133 I do not think this is a claim of serious dimension and it should never have been left for the Tribunal. The same information is available to Khao Thai as is available to all other Food Court operators. I simply recommend to Coles Myer that it ensures that full information continues to be provided in this regard.
GST Claim
134 Again this is an unnecessarily pressed claim and has been consented to as the lessee has a tax ruling and Coles Myer agrees to have regard to that.
Coles Myer Claims
135 Generally speaking I consider the right course in this matter now is for Coles Myer to reconsider the extent to which it seeks continuing orders in terms of its Application in light of my determination. I accordingly grant liberty to apply to it to seek further orders.
136 It is clear from my reasons that I have determined that Khao Thai had failed to keep proper records as required by clause 21.2 but that it has since 11 June 2000 remedied that. I do not believe there is any need for orders at this time as to past, present or future record keeping.

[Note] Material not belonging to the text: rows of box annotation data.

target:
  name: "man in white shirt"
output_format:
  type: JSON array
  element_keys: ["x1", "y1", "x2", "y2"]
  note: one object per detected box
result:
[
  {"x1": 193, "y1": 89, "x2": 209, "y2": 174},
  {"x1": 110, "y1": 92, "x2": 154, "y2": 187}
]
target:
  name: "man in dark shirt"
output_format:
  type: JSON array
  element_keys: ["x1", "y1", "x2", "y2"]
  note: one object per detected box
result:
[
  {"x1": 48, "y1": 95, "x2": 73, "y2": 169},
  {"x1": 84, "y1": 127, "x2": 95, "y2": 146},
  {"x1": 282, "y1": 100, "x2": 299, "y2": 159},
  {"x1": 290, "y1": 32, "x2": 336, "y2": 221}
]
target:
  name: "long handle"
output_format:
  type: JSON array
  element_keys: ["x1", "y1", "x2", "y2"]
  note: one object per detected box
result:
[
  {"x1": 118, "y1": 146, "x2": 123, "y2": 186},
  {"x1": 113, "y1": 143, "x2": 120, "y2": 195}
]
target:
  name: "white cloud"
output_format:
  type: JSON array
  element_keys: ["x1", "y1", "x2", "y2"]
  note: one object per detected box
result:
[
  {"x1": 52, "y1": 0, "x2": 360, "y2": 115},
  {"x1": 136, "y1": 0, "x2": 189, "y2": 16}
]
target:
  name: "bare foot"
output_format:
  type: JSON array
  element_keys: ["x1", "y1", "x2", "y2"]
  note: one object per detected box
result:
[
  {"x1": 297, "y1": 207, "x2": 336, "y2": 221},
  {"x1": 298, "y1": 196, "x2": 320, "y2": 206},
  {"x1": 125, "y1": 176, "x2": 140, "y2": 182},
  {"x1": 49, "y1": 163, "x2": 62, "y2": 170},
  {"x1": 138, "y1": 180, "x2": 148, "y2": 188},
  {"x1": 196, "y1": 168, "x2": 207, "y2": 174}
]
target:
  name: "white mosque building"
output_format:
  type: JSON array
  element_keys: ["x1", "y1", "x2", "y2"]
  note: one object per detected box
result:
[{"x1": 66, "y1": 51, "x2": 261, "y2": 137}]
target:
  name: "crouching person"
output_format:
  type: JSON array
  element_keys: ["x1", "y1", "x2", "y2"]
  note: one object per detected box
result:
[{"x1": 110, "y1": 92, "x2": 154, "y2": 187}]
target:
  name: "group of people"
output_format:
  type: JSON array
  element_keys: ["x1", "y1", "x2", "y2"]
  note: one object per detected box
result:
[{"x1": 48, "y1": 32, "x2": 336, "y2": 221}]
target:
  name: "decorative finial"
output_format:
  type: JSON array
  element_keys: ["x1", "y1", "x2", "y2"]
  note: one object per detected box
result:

137 I have rejected the present claim for damages for the previous failure. Coles Myer, having gathered the available information to which I refer and having assessed the X reports now being generated by Khao Thai, having discussed the matter with Khao Thai, including discussing the impact of what I have determined to be other Thai/Malaysian operators, may then consider it has established a proper basis for belief of under-reporting for the current or any previous accounting period. In that circumstance, in the absence of reaching agreement as to a method of scrutinising the Khao Thai record keeping process, there may be a basis for seeking orders in that regard. However it is premature at this stage to make orders in that regard. To that extent the current application by Coles Myer for surveillance orders is dismissed.
138 I will declare that the lessee is obliged to pay and continue paying outstanding Rent, Food Court Operating Costs and Marketing Fund Contributions.
139 I will make no order as sought conditionally permitting re-entry and termination of the lease as, provided Rent, Food Court Operating Costs and Marketing Fund Contributions and other moneys lawfully payable by the lessee under the Lease are paid, there would be no basis for such orders.
Costs
140 Costs are only warranted in proceedings before this Tribunal under s.88 of the ADT Act in special circumstances.
141 I am provisionally of the opinion that because the surveillance course chosen on behalf of Coles Myer was beyond an appropriate response to the perceived under-reporting by Khao Thai, given any possible level of recoverable Turnover Rent and the now the acknowledged alternative courses of action and sources of information open to it, that Khao Thai should be entitled in these proceedings to recover from Coles Myer the costs it has incurred in retaining consultants to evaluate and counter that report, namely the costs of retaining Mr. Katehos of Furzer Crestani Services Pty Ltd.
142 I also am provisionally of the view that Khao Thai is entitled to costs for the Interim Orders of the Tribunal relating to the surveillance.
143 Another factor concerning both these elements of costs is the withdrawal by Coles Myer of the claim for Turnover Rent the subject of the surveillance and audit.
144 However, there has not been a proper opportunity for argument by the parties concerning costs in terms of the applicable law under s.88 of the ADT Act so I will make no order at present and grant liberty to the parties to make application in respect of costs.